The Nintendo Switch is a popular game console that’s both a handheld tablet that you can use to play games on the go and a device that slides into a docking station for playing games on your TV.
But unlike rival game consoles, Nintendo doesn’t have an online service with features like the option to save your game data to the cloud… at least not yet.
First up, an individual subscription will run about $4 per month, $8 for three months, or $20 per year for folks based in the United States. You can also get a family plan for $35 to cover up to eight different Nintendo Account holders.
Second, the service will be required if you want to save game data to the cloud. Doing that will let you pick up where you left off on another device, which could come in handy if you have multiple Switch consoles or if you lose or break yours and need to buy a replacement.
Third, there will be support for online cooperative or competitive play for some games. This is actually something that’s currently free, but which will require a subscription when the online service launches in September.
Fourth, subscribers will be able to play a bunch of classic games including Super Mario Bros. 3, The Legend of Zelda, and Donkey Kong.
Games will be downloadable so you can play without an internet connection, and Nintendo says 20 of these classic titles will be available at launch. Some of this games will also support co-op multiplayer mode, “pass the controller” options for multiple players that want to cooperate on single-player games, and the ability to watch online as your friends play. There’s also support for voice chat, but that requires installing a smartphone app.

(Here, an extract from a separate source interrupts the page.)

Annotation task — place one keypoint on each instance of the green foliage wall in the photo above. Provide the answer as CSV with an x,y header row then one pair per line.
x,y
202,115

One thing to keep in mind is that while Nintendo will be offering this Netflix-for-old-games feature, the company has no plans to launch a Virtual Console for the Switch.
Virtual Console is the name the company has used for an online store that let users buy NES, SNES, and N64 games to play on a Wii, Wii U, and Nintendo 3DS. You didn’t need a subscription to use Virtual Console and just paid for the games you wanted to purchase.
Pricing for the Switch Online service seems reasonably good, but if you were hoping to b able to access a wider library of classic games on your hybrid handheld/living room console, it looks like you’re out of luck… at least officially.
Unofficially, now that it’s possible to jailbreak a Nintendo Switch and get it to run unsigned code, it may just be a matter of time before you can easily install an emulator of your choice to run all sorts of games.